Issu du style déjà baroque des Zaïko, qui opèrent une transition en douceur entre le classicisme étincelant de la rumba congolaise de la belle époque (1958-1965) et ses épigones tumultueux, sympathique et drôle, loin de toute provocation licencieuse, le ndombolo primitif peut-être donné pour le dernier avatar discipliné et rangé de la rumba de Jeff Kabasselé, Tabuley, Franco, Essous, Nino Malapet, Mujos, Kassanda et tant d’autres de leurs confrères et émules, aussi modestes que talentueux.
Et comme ces dérivés burlesques de la rumba sollicitent nos instincts les moins nobles, malheureusement les plus puissants, en très peu de temps, ils investissent l’imaginaire des Congolais subrepticement amenés à ne plus sentir, penser et agir qu’en référence à la vision du monde que véhiculent ces succédanés de la rumba moderne.

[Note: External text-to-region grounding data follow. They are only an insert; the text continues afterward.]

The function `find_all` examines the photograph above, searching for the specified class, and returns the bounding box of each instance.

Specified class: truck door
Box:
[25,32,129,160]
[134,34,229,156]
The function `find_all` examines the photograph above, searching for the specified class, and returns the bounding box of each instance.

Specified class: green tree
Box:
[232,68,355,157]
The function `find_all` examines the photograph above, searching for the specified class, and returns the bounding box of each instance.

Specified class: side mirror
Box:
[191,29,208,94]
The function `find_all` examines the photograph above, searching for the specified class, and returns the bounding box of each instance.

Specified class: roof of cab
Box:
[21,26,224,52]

Abandonnée à elle-même, sans horizon d’espérance crédible, atteinte de plein fouet par un chômage chronique massif, ces danses de bouffons et d’histrions restent, malheureusement, l’unique refuge d’une jeunesse déboussolée, à la recherche de consolations faciles.
Les politiques de l’Afrique centrale devraient, donc, davantage faire preuve d’imagination et d’inventivité, pour redonner espoir à une jeunesse que des déceptions et des frustrations continuées pourraient jeter dans des explosions de violence pour l’instant contenues par l’opium de musiques dont on peut douter qu’elles l’aident à se construire.

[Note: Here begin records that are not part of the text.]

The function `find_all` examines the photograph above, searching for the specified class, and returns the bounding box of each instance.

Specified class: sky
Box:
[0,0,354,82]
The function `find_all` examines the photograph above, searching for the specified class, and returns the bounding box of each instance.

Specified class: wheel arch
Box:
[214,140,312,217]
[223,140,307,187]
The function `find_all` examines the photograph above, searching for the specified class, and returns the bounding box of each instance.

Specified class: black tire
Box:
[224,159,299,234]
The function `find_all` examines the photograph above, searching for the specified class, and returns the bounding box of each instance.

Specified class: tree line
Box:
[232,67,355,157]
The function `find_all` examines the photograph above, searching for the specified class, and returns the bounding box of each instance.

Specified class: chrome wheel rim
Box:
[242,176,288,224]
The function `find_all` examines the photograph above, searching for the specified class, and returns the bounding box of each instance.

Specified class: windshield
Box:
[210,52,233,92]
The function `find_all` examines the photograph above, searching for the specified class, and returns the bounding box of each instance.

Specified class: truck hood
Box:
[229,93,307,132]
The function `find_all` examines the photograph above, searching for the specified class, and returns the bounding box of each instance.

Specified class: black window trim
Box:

Tant elles sont, spirituellement et intellectuellement, débilitantes, ces musiques.
On a dit que la musique adoucit les mœurs. J’ignore le bien fondé de cette affirmation.
Ce que je sais le mieux, en revanche, c’est qu’elle les corrompt, si on n’y prend garde.

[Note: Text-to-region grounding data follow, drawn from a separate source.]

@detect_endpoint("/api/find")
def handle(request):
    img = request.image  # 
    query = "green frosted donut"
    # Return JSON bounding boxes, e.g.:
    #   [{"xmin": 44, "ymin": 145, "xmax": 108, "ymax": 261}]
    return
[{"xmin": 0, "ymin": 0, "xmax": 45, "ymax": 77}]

Article paru dans La Semaine Africaine, octobre 2010
2 commentaires:
C'est hélas vrai que la tendance actuelle et globale de la rumba ne prête ni à la réflexion, ni à la poésie, ni d'ailleurs à la réalité.
Je pense qu'il faudrait tout de même évoquer et encourager ceux des artistes qui demeurent à un esprit "sain" de la rumba et inspirent encore la jeunesse. Mais combien sont-ils (ou combien en reste-t-il car ils sont d'un autre âge pour la plupart)?
"le ndombolo primitif peut-être donné pour le dernier avatar discipliné et rangé de la rumba de Jeff Kabasselé, Tabuley, Franco, Essous, Nino Malapet, Mujos, Kassanda et tant d’autres de leurs confrères et émules, aussi modestes que talentueu
C'est vrai que le ndombolo du début était bien milleur et moins vulgaire que celui des ces dernières années.